Dans cet axe, une étude récente du Synergy Research Group a démontré que la pandémie de corona n’a pas seulement échoué à infliger des dommages économiques au marché du cloud computing comme elle l’a fait pour la plupart des autres secteurs, mais qu’elle a même eu un impact positif, Amazon et Microsoft étant parmi les principaux bénéficiaires.
Dans ce contexte, l’utilisation d’outils américains pour des opérations de stockage de données européennes peut avoir des ramifications juridiques. Par le biais de l’US CLOUD Act, l’administration américaine a le droit légal de forcer ses entreprises à remettre des données appartenant à des citoyens européens.
Sur ce point, Le Maire a déclaré que tout fournisseur dans le cadre du projet Gaia-X devra informer ses clients « si des données pourraient tomber sous le coup de lois extraterritoriales de certains pays, par exemple le CLOUD Act des États-Unis ».
Petit budget
L’industrie a réagi positivement jeudi. Le CISPE, l’association des fournisseurs de services d’infrastructure en nuage en Europe, a salué le lancement. « Le marché unique numérique européen et les valeurs européennes de protection des données exigent une infrastructure en nuage performante, sécurisée et fiable qui profite à tous les utilisateurs », a déclaré Alban Schmutz, président du CISPE.
Le budget de base de Gaia-X sera de 1,5 million d’euros par an, « ce qui n’est pas énorme, mais suffisant », a déclaré jeudi Hubert Tardieu, d’Atos.
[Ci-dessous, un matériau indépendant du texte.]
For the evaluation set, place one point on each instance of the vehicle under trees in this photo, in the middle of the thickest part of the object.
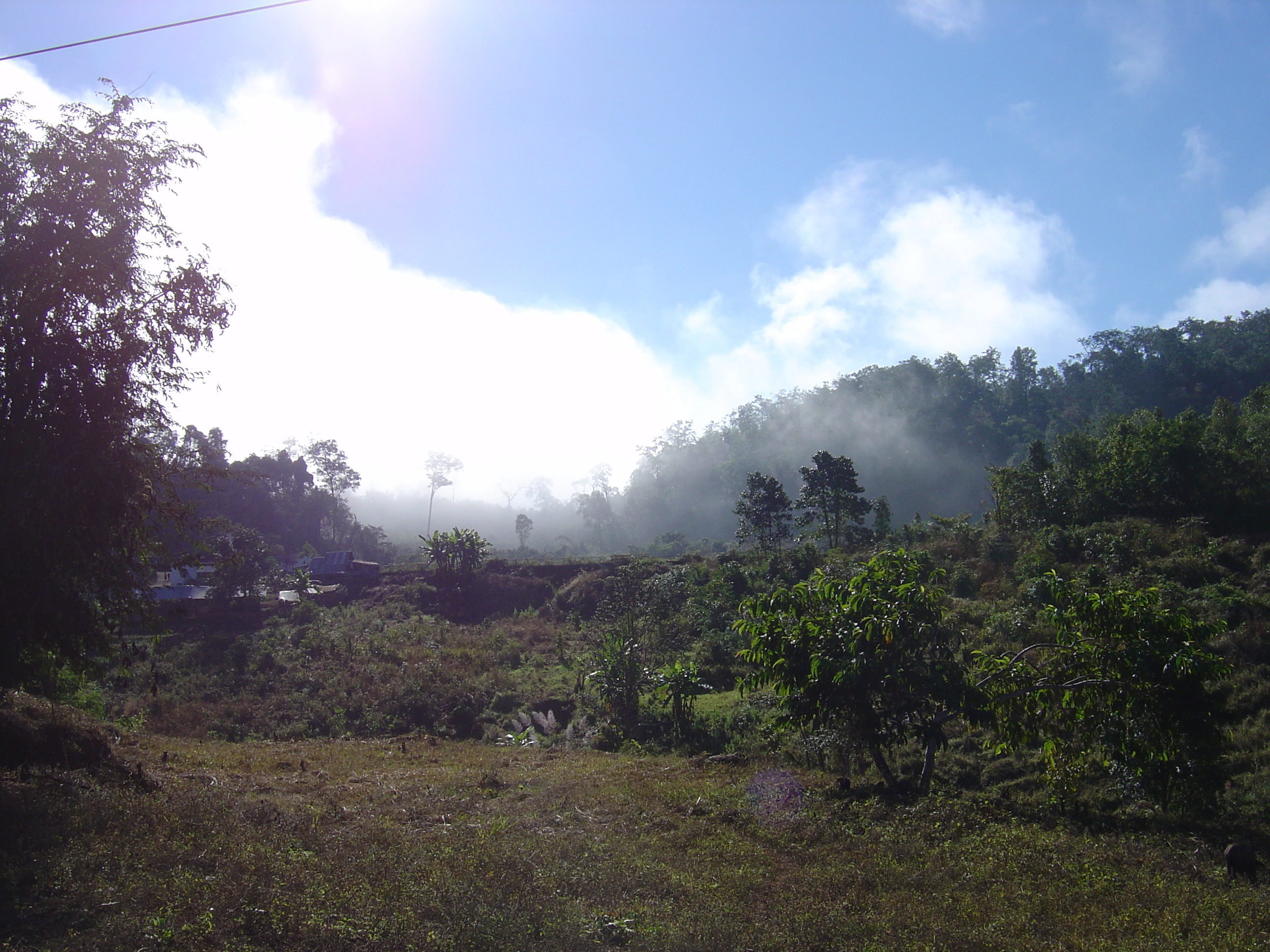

Son entreprise est l’une des 11 entreprises françaises participantes, aux côtés d’autres entreprises compatriotes dont Orange et EDF. Parmi les 11 membres allemands, BMW, Deutsche Telekom et Siemens jouent tous un rôle.
En ce qui concerne les objectifs ambitieux du projet dévoilé par Le Maire et Altmaier, beaucoup ont soutenu la nécessité pour l’Europe de mieux concurrencer les puissances mondiales dans le domaine des infrastructures de données.
Philipp Otto, fondateur et directeur du groupe de réflexion allemand iRights.Lab, a déclaré à EURACTIV que Gaia-X « ne vise pas à construire un grand superpétrolier massif mais lent, mais à progresser grâce à un réseau de nombreux petits navires ».